Computer programs are incorporating more and more safety features to protect users, but those features can also slow the programs down by 1,000 percent or more. Researchers at North Carolina State University have developed a software tool that helps these programs run much more efficiently without sacrificing their safety features.
“These safety features – or meta-functions – can slow a program down so much that software developers will often leave them out entirely,” says Dr. James Tuck, an assistant professor of electrical and computer engineering at NC State and leader of the research team that designed the new tool. “Leaving out those features can mean that you don’t identify a problem as soon as you could or should, which can be important – particularly if it’s a problem that puts your system at risk from attack.”
Historically, these safety features have been incorporated directly into a software program’s code, and are run through the same core – the central processing unit that serves as the brain of a computer chip – that the program itself uses. That is what slows the program down. Researchers at NC State have developed a tool that takes advantage of multi-core computer chips by running the safety features on a separate core in the same chip – most chips currently contain between four and eight cores – allowing the main program to run at close-to-normal operating speed.
“To give you some idea of the problem, we saw the application we were testing being slowed down by approximately 580 percent,” Tuck says. “Utilizing our software tool, we were able to incorporate safety metafunctions, while only slowing the program down by approximately 25 percent. That’s a huge difference.”

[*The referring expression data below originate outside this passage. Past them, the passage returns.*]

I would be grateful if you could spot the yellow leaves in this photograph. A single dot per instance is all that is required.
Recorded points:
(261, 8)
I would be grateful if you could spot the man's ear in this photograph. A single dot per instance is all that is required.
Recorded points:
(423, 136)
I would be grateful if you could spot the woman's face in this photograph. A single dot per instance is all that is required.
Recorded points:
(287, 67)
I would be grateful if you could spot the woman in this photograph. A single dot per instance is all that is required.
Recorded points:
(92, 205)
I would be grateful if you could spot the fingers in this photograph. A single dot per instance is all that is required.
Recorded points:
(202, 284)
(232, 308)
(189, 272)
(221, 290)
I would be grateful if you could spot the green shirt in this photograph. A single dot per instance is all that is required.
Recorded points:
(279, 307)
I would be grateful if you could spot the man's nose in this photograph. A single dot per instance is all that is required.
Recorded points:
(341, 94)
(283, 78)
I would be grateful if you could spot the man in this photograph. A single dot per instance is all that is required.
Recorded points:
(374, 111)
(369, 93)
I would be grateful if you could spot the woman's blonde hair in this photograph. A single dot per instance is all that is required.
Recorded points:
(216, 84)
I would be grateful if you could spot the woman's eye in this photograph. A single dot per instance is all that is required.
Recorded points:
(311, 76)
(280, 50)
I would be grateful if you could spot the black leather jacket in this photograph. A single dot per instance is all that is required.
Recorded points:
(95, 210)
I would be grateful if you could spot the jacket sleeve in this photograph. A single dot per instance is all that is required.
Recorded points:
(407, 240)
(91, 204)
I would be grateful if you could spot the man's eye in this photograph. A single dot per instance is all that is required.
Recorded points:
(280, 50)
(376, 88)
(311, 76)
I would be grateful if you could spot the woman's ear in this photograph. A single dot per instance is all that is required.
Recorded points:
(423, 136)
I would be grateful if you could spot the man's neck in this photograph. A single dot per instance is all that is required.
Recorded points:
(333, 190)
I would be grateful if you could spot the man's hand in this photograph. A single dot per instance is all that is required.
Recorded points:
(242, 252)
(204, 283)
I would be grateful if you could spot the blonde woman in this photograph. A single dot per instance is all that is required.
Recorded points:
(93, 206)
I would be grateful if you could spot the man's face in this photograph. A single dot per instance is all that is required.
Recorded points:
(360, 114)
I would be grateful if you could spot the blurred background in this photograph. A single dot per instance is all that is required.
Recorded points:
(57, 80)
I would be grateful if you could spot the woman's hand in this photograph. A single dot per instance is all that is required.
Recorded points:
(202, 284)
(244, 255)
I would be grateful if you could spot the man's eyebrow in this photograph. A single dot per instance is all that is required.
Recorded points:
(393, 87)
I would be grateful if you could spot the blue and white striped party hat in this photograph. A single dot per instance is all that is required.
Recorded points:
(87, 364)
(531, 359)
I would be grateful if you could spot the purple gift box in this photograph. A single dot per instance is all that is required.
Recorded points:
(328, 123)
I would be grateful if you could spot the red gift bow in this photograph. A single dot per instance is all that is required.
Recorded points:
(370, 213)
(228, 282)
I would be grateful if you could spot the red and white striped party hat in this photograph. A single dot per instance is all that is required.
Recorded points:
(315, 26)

This multi-core approach has been tried before, but previous efforts were unwieldy and involved replicating huge chunks of code – a process that was time-consuming and used a great deal of power. The new tool, Tuck says, “significantly streamlines the safety feature work being done by other cores.”
Tuck stresses that that tool functions automatically, and does not involve manual reprogramming. In fact, Tuck’s team found that the tool is more effective than manual reprogramming for at least some applications, and is far less labor intensive.
The software tool is implemented as a plug-in for the Gnu Compiler Collection of software tools, and Tuck’s team is working to fine-tune and extend the tool to support a wider range of applications and meta-functions. “We plan to release the first version of this tool as open-source software later this spring,” Tuck says.
A paper describing the research, “Automatic Parallelization of Fine-Grained Meta-Functions on a Chip Multiprocessor,” will be presented April 5 at the International Symposium on Code Generation and Optimization in Chamonix, France. The paper was co-authored by Tuck and NC State Ph.D. student Sanghoon Lee. The research was supported by the National Science Foundation.
NC State’s Department of Electrical and Computer Engineering is part of the university’s College of Engineering.
Note to Editors: The study abstract follows.
“Automatic Parallelization of Fine-Grained Meta-Functions on a Chip Multiprocessor”
Authors: Sanghoon Lee, James Tuck, North Carolina State University
Presented: April 5 at the International Symposium on Code Generation and Optimization in Chamonix, France
Abstract: Due to the importance of reliability and security, prior studies have proposed inlining meta-functions into applications for detecting bugs and security vulnerabilities. However, because these software techniques add frequent, fine-grained instrumentation to programs, they often incur large runtime overheads. In this work, we consider an automatic thread extraction technique for removing these fine-grained checks from a main application and scheduling them on helper threads. In this way, we can leverage the resources available on a CMP to reduce the latency and overhead of fine-grained checking codes. Our parallelization strategy automatically extracts metafunctions from the main application and executes them in customized helper threads — threads constructed to mirror relevant fragments of the main program’s behavior in order to keep communication and overhead low. To get good performance, we consider optimizations that reduce communication and balance work among many threads. We evaluate our parallelization strategy on Mudflap, a pointer-use checking tool in GCC. To show the benefits of our technique, we compare it to a manually parallelized version of Mudflap. We run our experiments on an architectural simulator with support for fast queueing operations. On a subset of SPECint 2000, our automatically parallelized code is only 29% slower, on average, than the manually parallelized version on a simulated 8-core system. Furthermore, two applications achieve better speedups using our algorithms than with the manual approach. Also, our approach introduces very little overhead in the main program — it is kept under 100%, which is more than a 5.3x reduction compared to serial Mudflap.